Limited Test Scale: Only nine test cases with relatively small sample size
Missing Statistical Analysis: Lacks confidence intervals and significance testing
Insufficient Security Consideration: Relatively superficial discussion of code execution security risks
Unverified Long-term Reliability: Does not consider model stability during extended use

Impact

Academic Contribution: Provides important benchmark for LLM integration in operating systems
Practical Value: Demonstrates feasibility of open-source solutions, promoting technology democratization
Future-Oriented: Indicates direction for next-generation human-computer interaction interface design

Applicable Scenarios

Privacy-Sensitive Environments: Enterprise and personal applications requiring local processing
Resource-Constrained Devices: Mobile devices and edge computing scenarios
Customization Requirements: Professional domains requiring specific functional optimization
Research Prototypes: Academic research and proof-of-concept systems

References

This paper cites 38 important references covering Transformer architecture, LLM applications, code generation, human-computer interaction, AI safety, and other related research domains, providing a solid theoretical foundation for the research.
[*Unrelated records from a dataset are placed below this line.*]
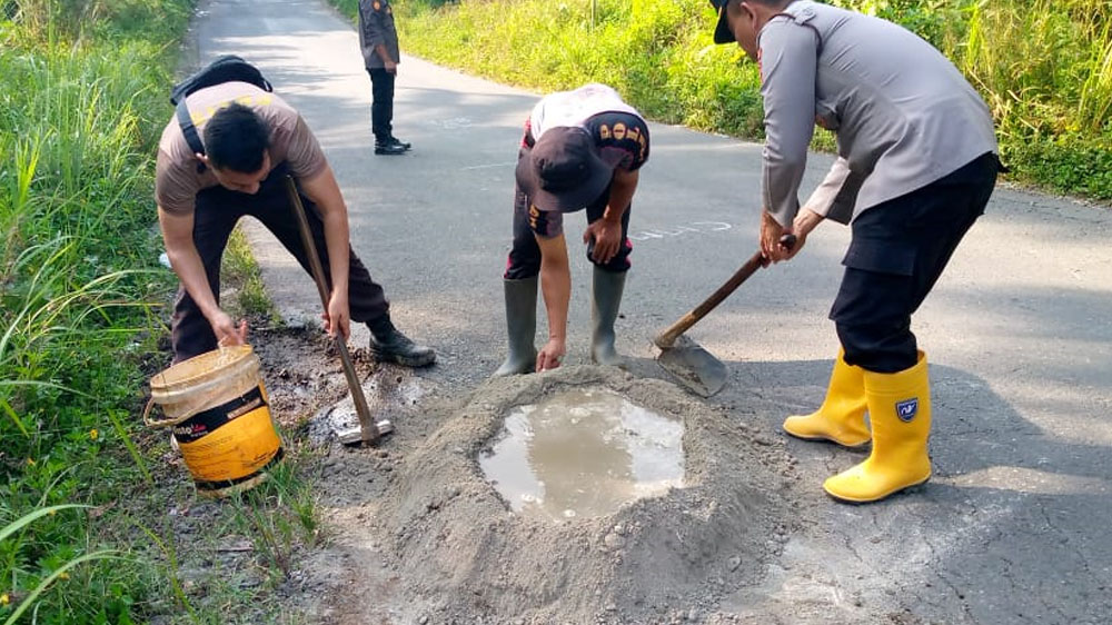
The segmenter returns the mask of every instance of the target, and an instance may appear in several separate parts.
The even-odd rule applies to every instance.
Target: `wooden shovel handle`
[[[286,176],[286,190],[289,192],[289,204],[297,217],[297,226],[301,231],[301,242],[305,245],[305,254],[309,257],[309,267],[312,269],[312,279],[317,282],[317,292],[320,294],[320,305],[328,310],[328,282],[325,281],[325,268],[320,265],[320,257],[317,255],[317,246],[312,242],[312,230],[309,228],[309,219],[305,215],[305,206],[301,205],[301,196],[297,192],[297,185],[292,176]],[[351,363],[351,355],[348,354],[347,343],[344,335],[336,333],[336,349],[340,353],[340,361],[344,364],[344,377],[347,378],[348,389],[351,391],[351,401],[355,404],[355,411],[359,416],[359,429],[363,434],[364,443],[374,444],[381,436],[375,419],[370,415],[370,406],[367,405],[367,397],[363,394],[363,384],[355,371]]]
[[[780,244],[788,249],[795,247],[795,235],[784,235],[780,239]],[[707,312],[714,310],[722,300],[729,297],[737,287],[742,286],[742,282],[747,280],[757,269],[764,265],[764,255],[761,251],[754,254],[745,265],[734,271],[734,275],[729,277],[728,280],[718,290],[714,291],[711,297],[706,298],[703,304],[699,304],[694,309],[688,311],[686,315],[679,318],[678,321],[672,324],[664,329],[661,334],[656,335],[653,343],[656,344],[661,349],[667,349],[676,343],[676,338],[687,331],[688,328],[698,323],[699,319],[706,317]]]

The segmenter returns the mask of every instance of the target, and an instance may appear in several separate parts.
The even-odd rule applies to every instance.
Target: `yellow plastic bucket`
[[[143,421],[170,427],[197,490],[225,497],[266,479],[281,460],[259,358],[248,345],[178,363],[150,379]],[[155,405],[165,419],[151,417]]]

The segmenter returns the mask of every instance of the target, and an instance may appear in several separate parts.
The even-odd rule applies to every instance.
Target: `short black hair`
[[[205,153],[216,169],[255,173],[270,147],[270,130],[254,110],[229,105],[205,125]]]

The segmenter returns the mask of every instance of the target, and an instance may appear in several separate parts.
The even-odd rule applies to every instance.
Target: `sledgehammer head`
[[[367,445],[377,445],[384,436],[394,434],[394,424],[388,419],[383,419],[370,426],[375,429],[369,431],[364,431],[363,427],[353,427],[351,429],[345,429],[336,433],[336,438],[340,442],[340,445],[347,447],[357,447]]]

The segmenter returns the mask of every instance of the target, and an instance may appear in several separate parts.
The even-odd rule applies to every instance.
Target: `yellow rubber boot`
[[[865,370],[847,365],[845,353],[838,350],[823,405],[810,415],[784,419],[784,431],[805,440],[825,439],[845,447],[861,447],[870,439],[865,408]]]
[[[835,499],[856,504],[877,502],[931,478],[926,355],[920,351],[919,363],[897,374],[864,374],[873,450],[868,459],[823,484]]]

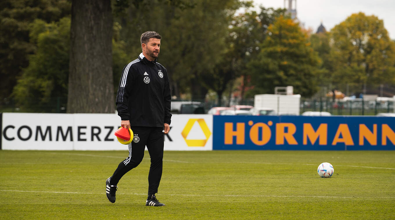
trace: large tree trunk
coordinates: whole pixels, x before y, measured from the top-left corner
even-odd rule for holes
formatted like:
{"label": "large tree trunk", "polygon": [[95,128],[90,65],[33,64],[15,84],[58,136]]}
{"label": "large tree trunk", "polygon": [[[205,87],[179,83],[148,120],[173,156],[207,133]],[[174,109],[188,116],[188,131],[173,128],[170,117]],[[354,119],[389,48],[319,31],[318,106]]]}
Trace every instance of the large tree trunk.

Overall Assessment: This is a forward-looking and practically valuable research paper that systematically evaluates open-source LLMs' application potential in future operating systems for the first time. While presenting certain limitations in experimental scale and security analysis, its research conclusions hold significant importance for promoting AI technology democratization and advancing next-generation human-computer interaction interface development.